The general quest structure, which involves problem-obstacle-reward, can be applied to many teaching situations, depending on the topic at hand. The initial problem of a quest need only be tailored to suit the needs of a teaching point. Problem-solving situations that employs physical interaction makes sense, as games give players access to an interactive, “physical” world. The problems which a student must solve can be as large or as small as needed for the subject, and the quest structures can always support breaking complex problems into simpler, more manageable parts, so that students aren’t overwhelmed by too detailed an undertaking all at once. Initial quest seeds are often presented in the context of a larger storyline, giving players a thread that links one action to the next, and each smaller task completes some part of the greater narrative. The chained quest structure gives students an understanding of the overarching context surrounding the task at hand, so that they don’t end up questioning the relevance of a given activity—it’s clear how parts fit into the whole because they’ve actually experienced it for themselves.
Contextualizing activities like this also gives students a hook to learning beyond rote memorization of facts and processes.
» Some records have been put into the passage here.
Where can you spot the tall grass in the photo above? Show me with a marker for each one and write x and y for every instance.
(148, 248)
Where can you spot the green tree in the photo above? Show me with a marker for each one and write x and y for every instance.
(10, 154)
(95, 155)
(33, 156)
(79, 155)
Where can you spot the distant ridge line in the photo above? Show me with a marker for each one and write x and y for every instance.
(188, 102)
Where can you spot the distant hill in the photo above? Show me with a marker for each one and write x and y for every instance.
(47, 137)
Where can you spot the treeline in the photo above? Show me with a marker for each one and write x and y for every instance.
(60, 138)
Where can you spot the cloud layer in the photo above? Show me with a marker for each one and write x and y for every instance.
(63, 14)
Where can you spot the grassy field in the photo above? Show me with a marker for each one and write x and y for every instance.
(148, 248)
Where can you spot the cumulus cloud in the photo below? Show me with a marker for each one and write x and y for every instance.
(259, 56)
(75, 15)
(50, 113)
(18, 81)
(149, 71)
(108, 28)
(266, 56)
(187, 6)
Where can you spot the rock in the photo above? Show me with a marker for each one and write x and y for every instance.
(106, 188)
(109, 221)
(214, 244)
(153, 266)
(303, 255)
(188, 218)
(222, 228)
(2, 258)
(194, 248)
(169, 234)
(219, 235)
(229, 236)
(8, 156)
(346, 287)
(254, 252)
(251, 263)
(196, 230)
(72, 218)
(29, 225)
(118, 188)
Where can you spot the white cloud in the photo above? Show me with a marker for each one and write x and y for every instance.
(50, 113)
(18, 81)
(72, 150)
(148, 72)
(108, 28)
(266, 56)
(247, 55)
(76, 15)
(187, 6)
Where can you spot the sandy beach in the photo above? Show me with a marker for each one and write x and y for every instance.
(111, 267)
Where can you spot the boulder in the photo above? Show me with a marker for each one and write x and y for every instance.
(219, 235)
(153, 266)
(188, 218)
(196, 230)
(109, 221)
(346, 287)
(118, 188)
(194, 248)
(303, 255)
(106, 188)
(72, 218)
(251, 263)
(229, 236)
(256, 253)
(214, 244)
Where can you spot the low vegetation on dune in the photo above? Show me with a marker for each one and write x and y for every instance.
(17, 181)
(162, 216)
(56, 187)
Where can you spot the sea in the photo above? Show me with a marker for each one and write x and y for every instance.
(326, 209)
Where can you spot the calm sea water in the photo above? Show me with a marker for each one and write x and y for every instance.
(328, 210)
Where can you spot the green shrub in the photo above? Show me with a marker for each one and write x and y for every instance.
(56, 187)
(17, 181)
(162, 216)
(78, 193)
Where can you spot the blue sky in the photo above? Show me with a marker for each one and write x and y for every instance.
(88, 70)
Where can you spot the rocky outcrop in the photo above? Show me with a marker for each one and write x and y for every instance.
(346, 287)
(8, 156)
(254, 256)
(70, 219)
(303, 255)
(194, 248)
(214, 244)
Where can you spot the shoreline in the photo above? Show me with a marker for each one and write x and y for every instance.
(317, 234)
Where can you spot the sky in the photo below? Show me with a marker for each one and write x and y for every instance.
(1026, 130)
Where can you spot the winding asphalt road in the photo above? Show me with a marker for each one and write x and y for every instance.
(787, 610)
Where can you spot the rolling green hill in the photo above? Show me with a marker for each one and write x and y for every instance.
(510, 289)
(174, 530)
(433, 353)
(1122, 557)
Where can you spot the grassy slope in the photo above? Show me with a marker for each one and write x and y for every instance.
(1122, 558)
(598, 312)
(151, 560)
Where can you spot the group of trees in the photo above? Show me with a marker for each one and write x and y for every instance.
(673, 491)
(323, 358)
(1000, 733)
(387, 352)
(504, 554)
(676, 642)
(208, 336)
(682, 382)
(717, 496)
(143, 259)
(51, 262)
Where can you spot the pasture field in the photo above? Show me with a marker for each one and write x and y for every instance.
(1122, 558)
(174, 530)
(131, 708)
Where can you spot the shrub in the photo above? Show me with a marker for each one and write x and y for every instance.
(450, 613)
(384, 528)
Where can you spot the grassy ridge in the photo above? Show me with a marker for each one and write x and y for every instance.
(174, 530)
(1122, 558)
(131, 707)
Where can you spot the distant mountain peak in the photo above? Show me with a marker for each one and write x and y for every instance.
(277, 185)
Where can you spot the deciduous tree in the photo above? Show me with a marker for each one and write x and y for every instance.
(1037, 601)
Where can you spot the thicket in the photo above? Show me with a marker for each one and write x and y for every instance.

Context adds depth to learning; this gives students both motivation and means for easier recall. For example, take the case of a student learning a foreign language. Memorizing lists of vocabulary is boring. Learning declensions and conjugations in a grammatical void is mind-numbing. But realistic situations that require communication make the vocabulary list meaningful: “In order to buy food in this market, I need to know these words and how to use them in this sentence structure.” Realistic situations also give students a hook; the skills and materials they’ve learned are closer to what they’d have from gained first-hand experience, which helps augment what they would know from the textbook or classroom lectures. Instead of trying to remember what the instructor said in class or what was on page 242 of the text, they have access to spatial, experiential memory. They can think in terms of personal experience: “When I tried this, it didn’t work. But when I did this, it worked great.”